Effects of staurosporine on the capacitative regulation of the state of the Ca2+ reserves in activated Jurkat T lymphocytes

Staurosporine (Stp) is an inhibitor of protein kinase C (PKC) that has been used to address the role of this enzyme in a variety of cells. However, Stp can also inhibit protein tyrosine kinases (PTK). We have investigated the effects of Stp on the InsP(3)-(using mAb C305 directed against the beta chain of the T cell receptor (TcR)/CD3 complex) and the thapsigargin (Tg)-dependent release and influx of Ca2+ in human (Jurkat)T cells. The addition of Stp (200 nM) during the sustained phase of the TcR-dependent Ca2+ response resulted in a rapid inhibition of the influx of Ca2+ that was not seen when Ca2+ mobilization was triggered by Tg (1 mu M). When the cells were preincubated with Stp (200 nM), there was an inhibition of the mAb C305- but not the Tg-dependent Ca2+ response. The effect of Stp was not the result of the inhibition of PKC as shown by down-regulation of PKC and with the use of the specific PKC inhibitor bis-indolyl maleimide GF 109203X. The effect of Stp on the entry of Ca2+ in activated (mAb C305) Jurkat lymphocytes was dose-related and was not the result of a direct inhibition of plasma membrane Ca2+ channels based on an absence of effect on the Tg-dependent entry of Ca2+ and the use of Ca2+ channel blockers (econazole and Ni2+). These blockers terminated the influx of Ca2+ but the Tg-sensitive Ca2+ reserves were not refilled in marked contrast to the effect of Stp.
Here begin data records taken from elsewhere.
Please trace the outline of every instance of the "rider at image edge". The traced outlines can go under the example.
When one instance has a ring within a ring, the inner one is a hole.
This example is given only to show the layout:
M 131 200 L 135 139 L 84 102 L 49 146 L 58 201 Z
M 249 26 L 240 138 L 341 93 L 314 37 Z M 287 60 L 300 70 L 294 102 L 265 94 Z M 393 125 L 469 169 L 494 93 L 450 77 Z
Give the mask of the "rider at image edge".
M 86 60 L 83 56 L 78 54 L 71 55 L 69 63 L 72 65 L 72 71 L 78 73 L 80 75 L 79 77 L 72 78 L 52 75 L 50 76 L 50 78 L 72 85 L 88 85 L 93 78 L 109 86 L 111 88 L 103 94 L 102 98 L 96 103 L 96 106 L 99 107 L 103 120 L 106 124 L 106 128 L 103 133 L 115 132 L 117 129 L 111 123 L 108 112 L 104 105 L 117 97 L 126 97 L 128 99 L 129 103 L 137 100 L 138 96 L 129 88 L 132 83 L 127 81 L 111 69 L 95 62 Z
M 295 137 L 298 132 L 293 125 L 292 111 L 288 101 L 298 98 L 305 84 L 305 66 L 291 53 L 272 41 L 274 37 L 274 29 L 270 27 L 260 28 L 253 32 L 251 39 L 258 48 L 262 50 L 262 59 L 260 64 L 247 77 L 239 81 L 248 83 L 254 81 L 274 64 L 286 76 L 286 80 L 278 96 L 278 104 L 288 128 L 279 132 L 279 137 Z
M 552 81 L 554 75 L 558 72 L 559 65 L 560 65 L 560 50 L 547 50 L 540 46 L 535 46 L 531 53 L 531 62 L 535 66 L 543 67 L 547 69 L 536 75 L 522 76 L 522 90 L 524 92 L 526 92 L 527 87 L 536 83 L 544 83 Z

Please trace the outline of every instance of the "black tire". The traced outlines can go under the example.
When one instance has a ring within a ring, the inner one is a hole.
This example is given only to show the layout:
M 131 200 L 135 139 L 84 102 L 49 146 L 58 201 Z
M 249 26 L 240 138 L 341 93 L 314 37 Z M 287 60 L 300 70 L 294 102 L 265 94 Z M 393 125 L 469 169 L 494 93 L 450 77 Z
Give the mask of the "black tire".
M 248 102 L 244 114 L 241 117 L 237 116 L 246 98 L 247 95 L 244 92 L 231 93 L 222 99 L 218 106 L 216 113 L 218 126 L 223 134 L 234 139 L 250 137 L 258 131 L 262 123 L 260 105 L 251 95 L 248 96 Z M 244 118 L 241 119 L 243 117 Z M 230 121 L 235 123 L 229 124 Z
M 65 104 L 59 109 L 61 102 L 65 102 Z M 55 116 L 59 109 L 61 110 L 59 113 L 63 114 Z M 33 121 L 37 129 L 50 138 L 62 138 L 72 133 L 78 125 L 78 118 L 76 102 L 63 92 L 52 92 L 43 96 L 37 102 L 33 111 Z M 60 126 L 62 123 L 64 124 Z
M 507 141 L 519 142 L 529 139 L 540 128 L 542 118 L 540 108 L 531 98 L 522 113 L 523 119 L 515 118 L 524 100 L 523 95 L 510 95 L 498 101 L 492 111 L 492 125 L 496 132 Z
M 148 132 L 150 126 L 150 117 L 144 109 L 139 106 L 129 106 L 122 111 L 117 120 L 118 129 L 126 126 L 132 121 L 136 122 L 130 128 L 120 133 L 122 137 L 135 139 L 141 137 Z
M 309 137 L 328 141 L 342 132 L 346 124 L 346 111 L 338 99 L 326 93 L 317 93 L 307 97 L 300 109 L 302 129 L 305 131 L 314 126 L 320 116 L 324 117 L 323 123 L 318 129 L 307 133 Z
Quantification of InsP(3) revealed that the addition of Stp resulted in an approximate 40% reduction in mAb C305-activated Jurkat cells. The effects of Stp can be explained as follows. Stp decreases the mAb C305-induced production of InsP(3) by inhibiting the TcR/CD3-dependent activation of PTK associated with the stimulation of phospholipase C-gamma(1). A decrease in [InsP(3)] without a return to baseline is sufficient to close the InsP(3) Ca2+ channel, endoplasmic Ca2+ ATPases use the incoming Ca2+ to refill the Ca2+ pools and that terminates the capacitative entry of Ca2+. A simple kinetic model reproduced the experimental data.